Nach dem Jahrhunderthochwasser in Kolbermoor ließ die Feuerwehr einige Keller extra noch einmal mit Wasser voll laufen. Den Grund erklärt Kreisbrandrat Richard Schrank, damals Kommandant der Feuerwehr Kolbermoor und Örtlicher Einsatzleiter, im Interview mit den OVB-Heimatzeitungen.

Als die Jahrhundertflut über Kolbermoor hereinbrach, konnten die Einsatzkräfte drei Gebiete nicht schützen: den Ortsteil Schwaig, die Werkssiedlung und Bereiche an der Unteren Mangfallstraße. War die Kolbermoorer Feuerwehr auf die Katastrophe vorbereitet?

Richard Schrank: Ja. Wir hatten schon im Jahr 2004 einen Hochwasserplan erarbeitet. Die Deiche der Mangfall im Bereich Kolbermoor waren in elf Abschnitte eingeteilt. Den Einsatzkräften war klar, wer in welchem Gebiet welche Aufgaben hat.

Trotzdem konnten die Schwaig, die Werkssiedlung und Siedlungsbereiche im Süden der Mangfall nicht geschützt werden.

Richard Schrank: In einer solchen Extremsituation müssen auch schmerzliche Entscheidungen getroffen werden. Dafür mussten wir uns in einer Bürgerversammlung in Kolbermoor vor 300 wütenden Menschen rechtfertigen. Das war emotional sehr belastend. Wir haben unseren Einsatz erläutert, Brennpunkte, Hindernisse, bedrohlichen Situationen und unvorhergesehene Entwicklungen geschildert. Alle Einsatzkräfte haben bis zur Erschöpfung und solange es aus Sicherheitsgründen möglich war, in allen Bereichen gegen die Flut gekämpft. Die Abschnitte, in denen der Einsatz für ihr Leben zu gefährlich wurde, mussten wir aufgeben.

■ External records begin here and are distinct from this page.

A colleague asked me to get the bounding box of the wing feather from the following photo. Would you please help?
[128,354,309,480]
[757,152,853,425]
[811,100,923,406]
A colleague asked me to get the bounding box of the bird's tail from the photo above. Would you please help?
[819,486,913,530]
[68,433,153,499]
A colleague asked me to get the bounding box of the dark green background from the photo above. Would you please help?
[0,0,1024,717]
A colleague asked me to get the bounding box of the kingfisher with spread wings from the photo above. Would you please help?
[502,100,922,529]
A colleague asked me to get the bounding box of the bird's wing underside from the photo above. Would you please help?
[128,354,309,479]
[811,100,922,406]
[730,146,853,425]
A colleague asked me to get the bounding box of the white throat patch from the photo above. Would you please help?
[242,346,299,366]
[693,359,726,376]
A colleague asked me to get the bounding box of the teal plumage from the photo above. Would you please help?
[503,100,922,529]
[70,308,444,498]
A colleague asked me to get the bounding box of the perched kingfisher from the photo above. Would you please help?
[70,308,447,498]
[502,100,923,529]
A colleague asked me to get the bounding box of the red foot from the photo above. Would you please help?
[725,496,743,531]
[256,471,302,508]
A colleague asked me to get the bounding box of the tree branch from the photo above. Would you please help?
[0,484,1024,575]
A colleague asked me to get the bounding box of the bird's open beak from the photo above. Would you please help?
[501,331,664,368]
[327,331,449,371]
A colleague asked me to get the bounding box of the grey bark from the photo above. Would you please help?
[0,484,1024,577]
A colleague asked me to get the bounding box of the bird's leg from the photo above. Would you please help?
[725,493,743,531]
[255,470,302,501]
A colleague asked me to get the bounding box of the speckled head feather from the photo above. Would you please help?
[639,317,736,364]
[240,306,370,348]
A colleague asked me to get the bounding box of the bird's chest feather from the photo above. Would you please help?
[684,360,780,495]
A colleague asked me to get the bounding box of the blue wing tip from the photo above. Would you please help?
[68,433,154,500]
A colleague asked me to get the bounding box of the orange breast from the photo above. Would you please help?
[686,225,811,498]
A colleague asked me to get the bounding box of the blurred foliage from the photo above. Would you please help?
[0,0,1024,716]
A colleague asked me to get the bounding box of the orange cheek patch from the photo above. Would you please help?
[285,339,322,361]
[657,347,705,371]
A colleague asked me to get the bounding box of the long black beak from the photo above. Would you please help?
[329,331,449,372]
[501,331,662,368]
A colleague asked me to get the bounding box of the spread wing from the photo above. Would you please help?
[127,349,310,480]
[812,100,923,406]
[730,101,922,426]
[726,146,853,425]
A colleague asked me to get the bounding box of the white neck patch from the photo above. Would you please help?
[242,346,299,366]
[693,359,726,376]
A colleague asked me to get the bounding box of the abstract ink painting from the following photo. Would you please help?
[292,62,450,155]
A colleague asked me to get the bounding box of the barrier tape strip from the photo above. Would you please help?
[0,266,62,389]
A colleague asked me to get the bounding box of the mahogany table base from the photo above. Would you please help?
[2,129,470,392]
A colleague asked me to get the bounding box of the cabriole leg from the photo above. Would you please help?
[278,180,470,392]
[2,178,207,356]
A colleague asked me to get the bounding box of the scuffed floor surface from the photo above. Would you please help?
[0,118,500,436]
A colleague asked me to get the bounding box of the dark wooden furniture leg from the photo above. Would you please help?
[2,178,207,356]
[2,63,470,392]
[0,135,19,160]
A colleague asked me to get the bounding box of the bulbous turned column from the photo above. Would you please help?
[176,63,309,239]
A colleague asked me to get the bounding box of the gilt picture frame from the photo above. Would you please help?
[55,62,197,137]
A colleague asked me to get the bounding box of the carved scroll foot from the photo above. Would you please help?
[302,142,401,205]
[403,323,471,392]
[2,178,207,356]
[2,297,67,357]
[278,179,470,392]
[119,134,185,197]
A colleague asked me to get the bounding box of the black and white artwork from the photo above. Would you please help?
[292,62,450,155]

Gab es lebensbedrohliche Situationen für die Kameraden?

Richard Schrank: Natürlich. In Schwaig haben wir darauf mit dem Abzug der Truppe reagiert. Beim Aufräumen der Sandsäcke wäre ein Radlader fast in die Mangfall gestürzt. Zum Glück konnte er sich mit der Schaufel abstützen und wurde sofort von unseren Einsatzfahrzeugen gesichert. Manche Gefahren wurden uns aber auch erst bewusst, als der Pegel der Mangfall sank. Beispielsweise waren im Bereich der Unteren Mangfallstraße zwischen den beiden Brücken Straßen unterspült worden. Wir hatten Glück, dass unsere Einsatzfahrzeuge nicht eingebrochen sind.

Gab es Verletzte?

Richard Schrank: Zum Glück nicht. Bei insgesamt 1350 Einsatzkräften hatten wir nur einen verstauchten Knöchel.

Gibt es etwas, das Sie mit den Erfahrungen von 2013 heute anders machen würden?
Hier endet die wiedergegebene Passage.